Ultimately, human ingenuity and perseverance spurred some astounding breakthroughs towards a cleaner, brighter future. These milestones aren’t mere silver linings, but are major steps towards solving humanity’s greatest challenges and holistically improving our quality of life. Sustainability isn’t just about the environment; it transcends social, economical, and cultural levels. 
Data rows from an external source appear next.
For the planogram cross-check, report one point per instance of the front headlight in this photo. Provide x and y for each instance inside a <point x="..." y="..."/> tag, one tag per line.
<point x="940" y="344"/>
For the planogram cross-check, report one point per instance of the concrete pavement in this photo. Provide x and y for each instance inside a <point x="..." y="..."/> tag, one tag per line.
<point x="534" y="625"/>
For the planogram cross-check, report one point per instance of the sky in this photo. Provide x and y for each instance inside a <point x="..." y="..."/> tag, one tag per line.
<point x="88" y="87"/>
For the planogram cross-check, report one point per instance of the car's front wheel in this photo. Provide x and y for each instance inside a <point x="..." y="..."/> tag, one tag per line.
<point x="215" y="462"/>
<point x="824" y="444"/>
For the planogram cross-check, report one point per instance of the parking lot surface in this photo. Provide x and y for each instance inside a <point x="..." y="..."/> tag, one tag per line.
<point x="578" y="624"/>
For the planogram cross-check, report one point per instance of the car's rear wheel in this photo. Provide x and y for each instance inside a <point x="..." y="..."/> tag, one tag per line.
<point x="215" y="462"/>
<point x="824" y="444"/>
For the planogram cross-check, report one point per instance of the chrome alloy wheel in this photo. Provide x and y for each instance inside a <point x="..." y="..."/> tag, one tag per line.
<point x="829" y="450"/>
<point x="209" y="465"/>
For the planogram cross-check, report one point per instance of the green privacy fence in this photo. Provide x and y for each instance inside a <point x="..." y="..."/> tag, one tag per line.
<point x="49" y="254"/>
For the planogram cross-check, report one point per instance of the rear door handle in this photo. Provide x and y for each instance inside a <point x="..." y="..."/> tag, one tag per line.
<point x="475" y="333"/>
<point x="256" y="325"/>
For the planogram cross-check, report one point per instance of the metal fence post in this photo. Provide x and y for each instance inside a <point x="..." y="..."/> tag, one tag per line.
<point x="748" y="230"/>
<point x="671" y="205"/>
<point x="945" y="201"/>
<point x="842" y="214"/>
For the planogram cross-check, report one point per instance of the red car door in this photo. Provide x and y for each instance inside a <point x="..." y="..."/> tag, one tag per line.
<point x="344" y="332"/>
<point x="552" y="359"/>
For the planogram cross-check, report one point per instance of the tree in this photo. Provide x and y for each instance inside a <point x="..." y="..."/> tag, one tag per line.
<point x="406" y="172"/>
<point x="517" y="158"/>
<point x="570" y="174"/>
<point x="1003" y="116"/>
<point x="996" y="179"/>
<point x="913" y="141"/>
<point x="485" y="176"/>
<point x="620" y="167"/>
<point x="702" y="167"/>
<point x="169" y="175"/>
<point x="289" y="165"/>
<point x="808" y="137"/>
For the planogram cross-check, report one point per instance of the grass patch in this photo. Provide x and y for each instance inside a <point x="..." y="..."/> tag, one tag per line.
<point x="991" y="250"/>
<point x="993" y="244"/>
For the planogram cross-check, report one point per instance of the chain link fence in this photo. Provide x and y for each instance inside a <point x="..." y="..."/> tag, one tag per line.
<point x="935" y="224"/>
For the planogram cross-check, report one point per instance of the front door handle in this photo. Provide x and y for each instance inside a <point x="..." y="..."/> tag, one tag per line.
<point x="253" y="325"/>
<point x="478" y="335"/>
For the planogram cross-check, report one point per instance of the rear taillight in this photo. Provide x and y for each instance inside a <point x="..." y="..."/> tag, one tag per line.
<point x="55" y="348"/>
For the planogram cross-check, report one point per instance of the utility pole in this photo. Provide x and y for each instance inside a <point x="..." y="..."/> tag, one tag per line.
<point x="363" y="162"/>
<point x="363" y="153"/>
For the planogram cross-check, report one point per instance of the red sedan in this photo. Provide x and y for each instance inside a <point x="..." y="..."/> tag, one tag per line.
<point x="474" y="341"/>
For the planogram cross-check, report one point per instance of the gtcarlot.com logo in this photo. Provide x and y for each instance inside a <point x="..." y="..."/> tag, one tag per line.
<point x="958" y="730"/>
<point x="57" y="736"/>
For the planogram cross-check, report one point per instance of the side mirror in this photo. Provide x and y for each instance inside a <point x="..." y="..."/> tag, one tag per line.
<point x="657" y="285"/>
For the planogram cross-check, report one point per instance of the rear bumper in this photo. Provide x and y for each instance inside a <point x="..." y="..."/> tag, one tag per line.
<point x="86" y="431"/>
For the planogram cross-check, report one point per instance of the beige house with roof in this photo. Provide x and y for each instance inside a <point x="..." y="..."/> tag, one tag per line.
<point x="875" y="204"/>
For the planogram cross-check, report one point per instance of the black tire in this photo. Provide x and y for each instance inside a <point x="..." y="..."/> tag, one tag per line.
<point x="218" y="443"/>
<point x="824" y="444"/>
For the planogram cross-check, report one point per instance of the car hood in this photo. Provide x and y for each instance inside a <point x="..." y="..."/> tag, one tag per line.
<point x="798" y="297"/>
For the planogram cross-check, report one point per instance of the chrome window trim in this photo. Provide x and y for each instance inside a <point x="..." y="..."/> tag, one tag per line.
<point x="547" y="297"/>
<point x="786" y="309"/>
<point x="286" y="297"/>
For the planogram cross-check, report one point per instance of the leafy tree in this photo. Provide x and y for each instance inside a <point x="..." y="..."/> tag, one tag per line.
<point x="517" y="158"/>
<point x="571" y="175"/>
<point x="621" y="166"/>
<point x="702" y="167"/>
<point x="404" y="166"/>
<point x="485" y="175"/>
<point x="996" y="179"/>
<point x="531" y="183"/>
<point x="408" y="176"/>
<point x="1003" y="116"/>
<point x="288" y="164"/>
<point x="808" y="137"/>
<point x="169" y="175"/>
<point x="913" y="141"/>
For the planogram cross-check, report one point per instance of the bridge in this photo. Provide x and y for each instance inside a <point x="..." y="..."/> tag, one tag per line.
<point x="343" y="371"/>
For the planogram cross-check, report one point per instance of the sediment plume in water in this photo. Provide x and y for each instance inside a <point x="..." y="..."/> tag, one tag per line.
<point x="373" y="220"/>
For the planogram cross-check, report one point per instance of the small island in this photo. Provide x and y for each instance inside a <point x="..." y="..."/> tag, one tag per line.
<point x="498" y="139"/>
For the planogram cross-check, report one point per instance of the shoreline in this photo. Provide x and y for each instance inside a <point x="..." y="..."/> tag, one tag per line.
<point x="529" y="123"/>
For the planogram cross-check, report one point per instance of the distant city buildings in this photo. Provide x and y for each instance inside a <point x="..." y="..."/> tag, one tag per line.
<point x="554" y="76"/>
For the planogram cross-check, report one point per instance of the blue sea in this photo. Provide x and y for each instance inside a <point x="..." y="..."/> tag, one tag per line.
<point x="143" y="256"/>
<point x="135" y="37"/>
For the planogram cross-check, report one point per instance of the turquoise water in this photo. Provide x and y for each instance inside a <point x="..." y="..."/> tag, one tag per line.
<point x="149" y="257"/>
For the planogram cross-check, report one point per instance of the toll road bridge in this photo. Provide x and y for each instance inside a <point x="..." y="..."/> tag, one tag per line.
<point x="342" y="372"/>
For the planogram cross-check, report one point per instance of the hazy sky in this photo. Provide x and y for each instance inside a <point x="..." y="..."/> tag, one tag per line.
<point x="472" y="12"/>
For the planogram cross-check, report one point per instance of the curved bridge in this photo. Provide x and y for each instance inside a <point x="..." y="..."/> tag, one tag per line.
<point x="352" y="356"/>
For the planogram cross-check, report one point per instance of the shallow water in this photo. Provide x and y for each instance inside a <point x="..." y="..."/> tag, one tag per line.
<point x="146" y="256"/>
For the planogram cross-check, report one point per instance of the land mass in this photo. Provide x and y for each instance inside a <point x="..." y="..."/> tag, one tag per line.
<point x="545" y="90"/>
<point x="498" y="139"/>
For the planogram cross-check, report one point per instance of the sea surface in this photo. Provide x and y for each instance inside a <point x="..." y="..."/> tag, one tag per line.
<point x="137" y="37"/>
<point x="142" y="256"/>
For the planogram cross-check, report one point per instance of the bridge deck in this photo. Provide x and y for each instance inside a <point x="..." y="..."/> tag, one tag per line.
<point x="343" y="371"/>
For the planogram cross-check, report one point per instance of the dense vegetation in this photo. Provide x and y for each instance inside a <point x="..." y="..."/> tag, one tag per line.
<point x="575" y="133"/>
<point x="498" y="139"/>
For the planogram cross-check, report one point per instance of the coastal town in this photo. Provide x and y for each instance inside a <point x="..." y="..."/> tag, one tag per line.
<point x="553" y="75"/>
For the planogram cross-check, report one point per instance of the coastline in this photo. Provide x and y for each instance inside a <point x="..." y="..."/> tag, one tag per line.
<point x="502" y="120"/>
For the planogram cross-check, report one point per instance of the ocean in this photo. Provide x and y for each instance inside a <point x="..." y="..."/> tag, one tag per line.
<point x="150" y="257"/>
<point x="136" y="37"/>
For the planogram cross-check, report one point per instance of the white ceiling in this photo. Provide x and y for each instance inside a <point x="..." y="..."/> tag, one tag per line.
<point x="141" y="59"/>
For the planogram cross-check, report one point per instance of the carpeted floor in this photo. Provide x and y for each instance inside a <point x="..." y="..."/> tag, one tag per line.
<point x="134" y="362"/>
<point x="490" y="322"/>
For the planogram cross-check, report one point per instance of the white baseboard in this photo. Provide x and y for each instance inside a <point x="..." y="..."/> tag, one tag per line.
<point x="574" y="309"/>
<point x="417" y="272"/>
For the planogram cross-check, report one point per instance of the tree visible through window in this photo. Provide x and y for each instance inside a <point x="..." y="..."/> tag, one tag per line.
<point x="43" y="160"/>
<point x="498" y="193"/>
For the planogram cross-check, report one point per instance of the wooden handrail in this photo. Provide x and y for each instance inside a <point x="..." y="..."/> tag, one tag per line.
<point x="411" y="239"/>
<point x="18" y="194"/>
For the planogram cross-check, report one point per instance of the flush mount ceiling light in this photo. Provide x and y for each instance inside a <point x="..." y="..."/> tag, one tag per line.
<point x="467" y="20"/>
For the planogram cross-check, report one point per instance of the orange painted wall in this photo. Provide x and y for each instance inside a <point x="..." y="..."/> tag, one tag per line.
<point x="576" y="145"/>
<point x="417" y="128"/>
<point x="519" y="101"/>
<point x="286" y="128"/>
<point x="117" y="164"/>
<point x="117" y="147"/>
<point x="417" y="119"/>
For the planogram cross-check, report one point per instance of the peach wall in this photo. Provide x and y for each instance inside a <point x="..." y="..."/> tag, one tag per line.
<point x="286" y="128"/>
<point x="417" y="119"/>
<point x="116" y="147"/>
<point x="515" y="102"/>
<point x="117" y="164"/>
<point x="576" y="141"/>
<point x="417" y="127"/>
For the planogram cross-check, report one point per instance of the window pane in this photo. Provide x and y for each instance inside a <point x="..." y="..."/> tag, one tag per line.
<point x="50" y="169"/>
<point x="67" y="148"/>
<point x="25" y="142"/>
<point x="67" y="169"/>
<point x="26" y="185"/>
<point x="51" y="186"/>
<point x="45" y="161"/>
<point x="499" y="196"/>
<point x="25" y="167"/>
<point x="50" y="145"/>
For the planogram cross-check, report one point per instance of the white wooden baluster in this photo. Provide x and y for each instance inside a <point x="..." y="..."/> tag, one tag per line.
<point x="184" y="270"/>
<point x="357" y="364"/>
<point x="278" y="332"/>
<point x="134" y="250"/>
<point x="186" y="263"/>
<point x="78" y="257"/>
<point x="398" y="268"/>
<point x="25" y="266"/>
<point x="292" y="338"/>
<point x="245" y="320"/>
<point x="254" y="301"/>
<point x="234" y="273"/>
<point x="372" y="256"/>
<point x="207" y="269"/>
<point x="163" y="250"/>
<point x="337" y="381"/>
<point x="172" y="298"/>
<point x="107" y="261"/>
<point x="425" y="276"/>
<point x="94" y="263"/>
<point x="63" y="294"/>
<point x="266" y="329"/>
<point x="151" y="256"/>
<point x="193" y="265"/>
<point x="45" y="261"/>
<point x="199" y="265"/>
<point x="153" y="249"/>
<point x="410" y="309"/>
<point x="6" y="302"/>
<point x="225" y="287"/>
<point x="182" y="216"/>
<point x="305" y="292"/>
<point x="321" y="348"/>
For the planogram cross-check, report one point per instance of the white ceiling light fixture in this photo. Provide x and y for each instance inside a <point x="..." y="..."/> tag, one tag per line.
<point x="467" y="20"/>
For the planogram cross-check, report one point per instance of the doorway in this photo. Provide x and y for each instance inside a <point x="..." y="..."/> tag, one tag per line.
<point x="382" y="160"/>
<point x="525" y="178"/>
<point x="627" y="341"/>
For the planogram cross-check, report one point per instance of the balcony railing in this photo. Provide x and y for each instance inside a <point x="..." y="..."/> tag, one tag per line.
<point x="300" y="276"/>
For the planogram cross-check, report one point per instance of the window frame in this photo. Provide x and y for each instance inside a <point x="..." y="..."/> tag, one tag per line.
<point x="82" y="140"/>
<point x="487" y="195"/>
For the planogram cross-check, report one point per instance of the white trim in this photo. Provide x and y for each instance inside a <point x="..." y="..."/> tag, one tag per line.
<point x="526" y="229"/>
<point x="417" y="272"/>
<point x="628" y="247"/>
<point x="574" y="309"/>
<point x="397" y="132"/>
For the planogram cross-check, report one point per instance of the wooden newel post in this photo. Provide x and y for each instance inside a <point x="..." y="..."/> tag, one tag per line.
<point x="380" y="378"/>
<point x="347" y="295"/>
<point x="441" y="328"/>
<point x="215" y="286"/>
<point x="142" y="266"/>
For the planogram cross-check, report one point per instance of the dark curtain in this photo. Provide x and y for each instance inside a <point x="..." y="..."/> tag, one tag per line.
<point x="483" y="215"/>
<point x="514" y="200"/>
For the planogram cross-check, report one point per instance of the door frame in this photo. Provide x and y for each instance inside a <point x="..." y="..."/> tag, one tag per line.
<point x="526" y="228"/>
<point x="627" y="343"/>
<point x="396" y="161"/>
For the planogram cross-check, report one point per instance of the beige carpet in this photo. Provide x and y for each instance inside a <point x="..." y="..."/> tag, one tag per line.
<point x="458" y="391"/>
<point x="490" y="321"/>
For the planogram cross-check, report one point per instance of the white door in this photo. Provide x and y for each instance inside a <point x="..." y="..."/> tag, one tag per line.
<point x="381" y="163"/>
2020 was a year of revelation and awakening within the fashion industry, with many taking initiative, finding communities, and setting the stage for significant change despite a challenging year. Last year confirms our resilience and reminds us that we can bring positive changes in the world despite our circumstances. It is high time that sustainability becomes more than just a marketing tool, but encompasses an integral part of society and the economy.



2022

The dawn of the year 2022 saw a remarkable rise in the adoption of leather alternatives across the fashion world, led by industry pioneers like Polybion and Piñatex. As environmental awareness grew, a wave of innovators and industry leaders introduced a variety of sustainable materials that could effectively replace traditional leather in fashion products.

These innovative materials, rooted in eco-conscious principles, offered reduced environmental impacts, minimized waste, and lower greenhouse gas emissions. They granted designers unprecedented creative freedom through precise customization while ensuring unwavering consistency and quality, setting a new standard for environmentally-conscious fashion and inspiring positive change in the industry.